# sargent surf



## ronnie leblanc jr (Jan 9, 2010)

has anyone been down to sargent beach? if so how was the water? think I might go and see if I can get on some bulls


----------



## fultonswimmer (Jul 3, 2008)

Hang a left instead at the intersection and go over to the Freeport Jetty. They are hauling big bull reds and black drum out of the channel and Gulf by the dozens. No....I have no idea if they are tagging, releasing, eating, or ???? Everyone who drives by my fishing spot at the Freeport Pier mentions the large amounts of bulls currently being taken at the jetties.


----------



## ronnie leblanc jr (Jan 9, 2010)

ok thanks man. I will try and get that way


----------



## [email protected] (Jan 14, 2005)

Last Sunday the water was dirty and the current was rough. I still managed to land 3 bulls. 

Good luck/!


----------



## troutless (Feb 17, 2006)

Oscar is the weeds gone?


----------



## CoastalOutfitters (Aug 20, 2004)

just got back , didn't fish the surf, but water is really dirty to prob.1/2 mi. out. surf is sloppy, no real wave sets.


----------



## ronnie leblanc jr (Jan 9, 2010)

thanks for the update guys. im going to be down there Wednesday


----------



## ronnie leblanc jr (Jan 9, 2010)

well I didn't go today... sad day with no fishing lol


----------



## [email protected] (Jan 14, 2005)

Those big black drum should be gathering in the deep holes along the ICW just about now!!!


----------



## Retired Hazmat (Jul 31, 2011)

[email protected] said:


> Those big black drum should be gathering in the deep holes along the ICW just about now!!!

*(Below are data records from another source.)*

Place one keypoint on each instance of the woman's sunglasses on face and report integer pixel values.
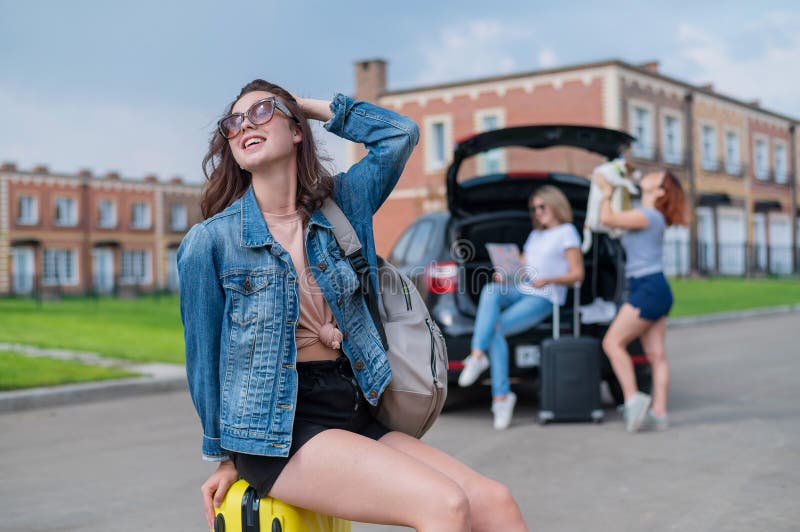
(259, 113)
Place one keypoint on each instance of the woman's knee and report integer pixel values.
(449, 508)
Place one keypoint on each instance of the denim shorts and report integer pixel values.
(651, 295)
(328, 397)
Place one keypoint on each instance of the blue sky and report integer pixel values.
(136, 87)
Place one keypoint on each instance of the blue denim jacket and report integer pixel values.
(239, 300)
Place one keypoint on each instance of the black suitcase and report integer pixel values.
(570, 380)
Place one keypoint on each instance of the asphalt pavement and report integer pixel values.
(730, 461)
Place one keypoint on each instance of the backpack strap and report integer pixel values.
(351, 246)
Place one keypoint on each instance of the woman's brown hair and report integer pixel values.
(672, 204)
(556, 200)
(226, 182)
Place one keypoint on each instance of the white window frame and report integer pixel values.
(708, 158)
(28, 215)
(433, 163)
(147, 221)
(733, 167)
(180, 222)
(497, 155)
(677, 157)
(762, 172)
(143, 274)
(71, 209)
(781, 174)
(65, 275)
(109, 222)
(643, 147)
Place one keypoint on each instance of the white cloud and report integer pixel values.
(547, 58)
(134, 141)
(758, 62)
(473, 49)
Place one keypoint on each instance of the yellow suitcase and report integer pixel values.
(242, 510)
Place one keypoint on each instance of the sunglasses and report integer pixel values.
(259, 113)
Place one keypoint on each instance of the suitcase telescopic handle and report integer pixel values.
(576, 308)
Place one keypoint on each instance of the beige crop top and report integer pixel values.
(318, 337)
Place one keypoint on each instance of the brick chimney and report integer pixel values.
(650, 66)
(370, 79)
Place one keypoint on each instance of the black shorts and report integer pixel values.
(651, 295)
(328, 397)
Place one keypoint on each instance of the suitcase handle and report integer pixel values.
(576, 308)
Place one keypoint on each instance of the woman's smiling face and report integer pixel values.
(257, 146)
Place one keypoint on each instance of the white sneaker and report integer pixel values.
(503, 410)
(635, 410)
(473, 367)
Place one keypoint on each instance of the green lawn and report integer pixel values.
(19, 371)
(705, 296)
(145, 329)
(149, 329)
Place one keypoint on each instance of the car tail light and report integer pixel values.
(441, 277)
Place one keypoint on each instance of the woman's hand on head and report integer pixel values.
(215, 488)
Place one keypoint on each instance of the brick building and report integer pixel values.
(737, 160)
(76, 234)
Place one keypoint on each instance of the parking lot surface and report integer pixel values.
(730, 461)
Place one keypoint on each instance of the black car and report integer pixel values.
(445, 256)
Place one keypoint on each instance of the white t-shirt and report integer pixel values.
(545, 257)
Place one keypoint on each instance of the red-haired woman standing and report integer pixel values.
(644, 314)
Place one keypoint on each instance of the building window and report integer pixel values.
(761, 160)
(60, 267)
(672, 140)
(108, 214)
(642, 129)
(733, 162)
(135, 267)
(28, 210)
(66, 213)
(140, 215)
(177, 217)
(781, 171)
(493, 161)
(708, 147)
(438, 142)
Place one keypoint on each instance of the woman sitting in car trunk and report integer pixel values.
(508, 306)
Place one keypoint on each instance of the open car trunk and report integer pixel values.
(603, 263)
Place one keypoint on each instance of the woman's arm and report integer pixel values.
(631, 219)
(574, 275)
(202, 304)
(389, 138)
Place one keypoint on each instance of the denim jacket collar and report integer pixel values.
(254, 228)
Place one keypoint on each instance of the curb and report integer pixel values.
(704, 319)
(171, 377)
(54, 396)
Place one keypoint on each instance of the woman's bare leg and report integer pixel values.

I know that on Monday 11/11 we caught several with the biggest being 33 lbs.


----------



## ronnie leblanc jr (Jan 9, 2010)

nice pic. im debating on going sunday or going duck huntin.


----------



## [email protected] (Jan 14, 2005)

Nice fish RH!


----------



## troutless (Feb 17, 2006)

Well, its time to break out the Crabs and fish the ICW.


----------



## SmTx (Apr 7, 2011)

We tore the bull reds up in the ICW saturday on cut mullet.


----------



## [email protected] (Jan 14, 2005)

Tell me Where SmTx? Sargent?


----------



## SmTx (Apr 7, 2011)

Yep


----------



## madbayrunner (Oct 25, 2013)

Retired Hazmat said:


> I know that on Monday 11/11 we caught several with the biggest being 33 lbs.


 I sure hope you released that worm ridden beast!


----------



## Retired Hazmat (Jul 31, 2011)

madbayrunner said:


> I sure hope you released that worm ridden beast!


Oh yes, All drum were CPR'ed. Caught, Photo, Released.
Howard.


----------



## ronnie leblanc jr (Jan 9, 2010)

I went Thursday 11/21/13 but could not find bait. but im off until December 2 so I will be back out there


----------